On pourra trouver que Delacomptée ressasse la complainte du pauvre français frappé par la décadence moderne. Mais comment ne pas lui donner raison quand il observe que « le degré de désintérêt envers le niveau de français atteint, après des siècles d’ambition esthétique passionnée, un seuil en dessous duquel tout peut s’écrire sans que se hausse le moindre sourcil » ? N’y a-t-il pas effectivement quelque chose de triste à voir comment le culte de la langue commune, transmise par l’école et la littérature, s’est transformé en indifférence à l’orthographe, la grammaire, au vocabulaire, devenus moins nécessaires encore depuis l’arrivée de ces appareils à commande vocale qui substituent le parlé à l’écrit ?

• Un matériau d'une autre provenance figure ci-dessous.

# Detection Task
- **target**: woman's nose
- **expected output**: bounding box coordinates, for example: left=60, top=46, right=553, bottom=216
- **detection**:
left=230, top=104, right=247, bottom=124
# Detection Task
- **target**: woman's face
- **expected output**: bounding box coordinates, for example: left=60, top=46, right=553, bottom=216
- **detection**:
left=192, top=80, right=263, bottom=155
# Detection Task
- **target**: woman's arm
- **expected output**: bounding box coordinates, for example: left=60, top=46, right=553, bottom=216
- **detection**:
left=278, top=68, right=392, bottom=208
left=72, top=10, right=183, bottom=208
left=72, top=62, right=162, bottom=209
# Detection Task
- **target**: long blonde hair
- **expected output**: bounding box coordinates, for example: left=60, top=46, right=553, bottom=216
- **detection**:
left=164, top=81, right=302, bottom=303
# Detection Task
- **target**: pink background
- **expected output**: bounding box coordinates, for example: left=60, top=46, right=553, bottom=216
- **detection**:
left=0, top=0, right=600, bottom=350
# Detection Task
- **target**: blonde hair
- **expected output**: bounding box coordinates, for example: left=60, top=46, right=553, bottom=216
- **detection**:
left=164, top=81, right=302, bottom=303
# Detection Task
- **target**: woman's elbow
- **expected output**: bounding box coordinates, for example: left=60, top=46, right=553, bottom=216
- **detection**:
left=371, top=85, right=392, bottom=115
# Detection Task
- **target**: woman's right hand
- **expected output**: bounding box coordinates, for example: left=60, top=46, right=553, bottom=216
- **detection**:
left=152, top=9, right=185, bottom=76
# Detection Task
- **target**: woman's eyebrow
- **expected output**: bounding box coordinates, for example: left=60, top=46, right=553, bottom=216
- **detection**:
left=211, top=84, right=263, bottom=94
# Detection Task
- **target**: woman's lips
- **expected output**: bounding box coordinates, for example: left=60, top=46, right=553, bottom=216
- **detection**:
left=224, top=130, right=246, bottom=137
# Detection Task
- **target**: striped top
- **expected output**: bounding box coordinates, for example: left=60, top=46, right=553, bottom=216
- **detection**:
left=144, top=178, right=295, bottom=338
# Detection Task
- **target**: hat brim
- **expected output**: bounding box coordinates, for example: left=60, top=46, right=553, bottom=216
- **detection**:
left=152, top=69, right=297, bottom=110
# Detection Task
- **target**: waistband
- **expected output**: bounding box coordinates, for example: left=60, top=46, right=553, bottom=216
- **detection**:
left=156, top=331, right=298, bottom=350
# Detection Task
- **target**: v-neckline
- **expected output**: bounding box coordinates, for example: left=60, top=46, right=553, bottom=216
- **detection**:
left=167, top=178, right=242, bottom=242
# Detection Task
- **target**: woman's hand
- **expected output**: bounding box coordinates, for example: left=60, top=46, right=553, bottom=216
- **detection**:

Dans nos provinces, l’essor du français fut indissociable d’un mouvement vers l’égalité
Particulièrement intéressantes, en ce sens, sont les pages dans lesquelles Delacomptée revient à l’histoire de cette langue qui fut, pour une bonne part, une fabrication volontaire. Il montre comment après la prolifération anarchique et superbe du français de la Renaissance, le poète Malherbe allait se charger « non pas d’étouffer l’énergie, mais de régler le trop-plein » en ciselant une véritable langue plus concentrée, plus claire, et réellement accessible à tous. Il souligne ainsi comment l’essor du français fut indissociable d’un mouvement vers l’égalité, mettant à la portée de chacun ce même instrument, au-delà des langues provinciales, des patois, des vocabulaires techniques ; et comment cet outil collectif allait se déployer dans quantité d’œuvres, en évoluant mais sans renier cette singularité aujourd’hui menacée par le double mouvement de la globalisation et de l’individualisme : on en trouve un reflet dans le roman français contemporain où chacun, désormais, croit prioritaire de s’inventer une langue au détriment de la langue collective, et où l’expression narcissique du sujet l’emporte sur les ressorts de la narration.
Sans doute ces questions soulevées par Delacomptée échappent-elles pour beaucoup à la volonté politique. Celle-ci n’est pas négligeable pour autant, et les chantiers seraient nombreux pour un Premier ministre à la fibre littéraire revendiquée… si l’on envisageait d’agir au moins comme au Québec : dans l’éducation nationale bien sûr, mais aussi en faisant respecter la loi Toubon sur le français comme langue de travail ; en mettant fin à l’invasion d’affichages en anglais, qu’il s’agisse de titres de film ou d’émission ; en invitant les radios et télévisions publiques à lutter contre les barbarismes et anglicismes à toutes les phrases, etc… Les chantiers sont innombrables, à condition que le français en finisse avec la détestation et la honte de soi, pour renouer avec l’ambition de nos glorieux ancêtres qui le façonnèrent.